Games and chat are always popular examples, but I think it's really valuable for data-science.

You can also "fill in" missing data. If you were writing a webscraper, you could make a service that looks for url objects without any content, and scrape them. Then make a service that looks for url objects with content but that is missing ML-filled in details, and have it fill those in.

It's pretty good for disparate teams with different sets of technology. One group doing document classification, another trying NLP, another using RNNs, etc.

There are a few times in my career where rethinkdb would have been a killer feature, especially with it's well-documented language bindings.

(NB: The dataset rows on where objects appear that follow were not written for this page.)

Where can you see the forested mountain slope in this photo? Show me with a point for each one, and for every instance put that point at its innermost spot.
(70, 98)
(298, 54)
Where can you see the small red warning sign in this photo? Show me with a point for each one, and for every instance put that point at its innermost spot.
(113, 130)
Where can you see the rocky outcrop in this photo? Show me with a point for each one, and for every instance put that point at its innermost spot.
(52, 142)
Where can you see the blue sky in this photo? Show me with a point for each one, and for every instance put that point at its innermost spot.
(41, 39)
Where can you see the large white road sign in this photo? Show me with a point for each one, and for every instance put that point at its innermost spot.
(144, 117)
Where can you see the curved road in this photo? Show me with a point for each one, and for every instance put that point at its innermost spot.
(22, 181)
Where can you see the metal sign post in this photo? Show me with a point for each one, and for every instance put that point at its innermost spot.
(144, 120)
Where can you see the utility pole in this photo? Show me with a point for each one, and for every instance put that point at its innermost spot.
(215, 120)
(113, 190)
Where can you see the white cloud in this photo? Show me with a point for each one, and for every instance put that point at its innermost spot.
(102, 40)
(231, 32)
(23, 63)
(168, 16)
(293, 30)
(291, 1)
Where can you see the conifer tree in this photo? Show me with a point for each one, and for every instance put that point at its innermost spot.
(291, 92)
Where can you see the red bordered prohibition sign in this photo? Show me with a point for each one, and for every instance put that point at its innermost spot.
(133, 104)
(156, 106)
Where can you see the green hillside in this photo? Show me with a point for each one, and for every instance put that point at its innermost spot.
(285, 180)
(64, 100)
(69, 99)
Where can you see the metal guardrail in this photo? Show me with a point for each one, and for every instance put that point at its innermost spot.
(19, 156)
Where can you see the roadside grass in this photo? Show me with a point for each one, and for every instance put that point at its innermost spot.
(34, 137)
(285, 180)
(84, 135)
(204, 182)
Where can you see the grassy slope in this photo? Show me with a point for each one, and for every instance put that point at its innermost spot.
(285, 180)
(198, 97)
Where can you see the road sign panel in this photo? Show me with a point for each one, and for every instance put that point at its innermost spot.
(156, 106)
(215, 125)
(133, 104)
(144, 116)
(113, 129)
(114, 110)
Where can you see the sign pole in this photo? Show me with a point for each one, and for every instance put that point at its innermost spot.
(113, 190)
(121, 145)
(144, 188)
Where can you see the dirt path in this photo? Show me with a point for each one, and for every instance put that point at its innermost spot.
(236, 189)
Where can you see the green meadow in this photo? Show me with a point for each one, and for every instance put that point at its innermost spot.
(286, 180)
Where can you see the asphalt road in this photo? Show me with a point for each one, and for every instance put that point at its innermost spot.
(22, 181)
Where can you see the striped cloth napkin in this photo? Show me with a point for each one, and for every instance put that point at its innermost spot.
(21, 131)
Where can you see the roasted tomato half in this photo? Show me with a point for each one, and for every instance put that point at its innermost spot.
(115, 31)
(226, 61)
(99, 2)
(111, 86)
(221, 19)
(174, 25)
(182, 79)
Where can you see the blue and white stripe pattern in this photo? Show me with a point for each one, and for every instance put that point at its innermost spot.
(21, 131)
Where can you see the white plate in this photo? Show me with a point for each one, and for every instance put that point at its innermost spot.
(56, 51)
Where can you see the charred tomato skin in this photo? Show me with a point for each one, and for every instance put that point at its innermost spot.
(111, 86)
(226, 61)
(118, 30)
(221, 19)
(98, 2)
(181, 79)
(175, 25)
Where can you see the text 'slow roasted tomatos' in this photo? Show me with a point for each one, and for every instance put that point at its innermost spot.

Definitely valuable, as an aside, changefeeds are now in mongodb too: https://emptysqua.re/blog/driver-features-for-mongodb-3-6/#c...


and postgres!


Do you mean using LISTEN/NOTIFY, or some other method?


Probably LISTEN/NOTIFY. I explain in detail how I migrated from RethinkDB to PostgreSQL using LISTEN/NOTIFY + tons of additional work here http://blog.sagemath.com/2017/02/09/rethinkdb-vs-postgres.ht...

I've continued working on this codebase, even pushing commits this week like this one: https://github.com/sagemathinc/cocalc/commit/c20a62446b6e43c...


Haha, I actually just finished skimming through that exact blog post because it was one of the first things that came up when I searched for "postgresql changefeed" to see if there was some other functionality for doing it that I didn't know about.

I'll definitely need to go back and read it more thoroughly later and take a look through your code, thanks for the links.


You could do it with pglogical, if you're feeling particularly adventurous.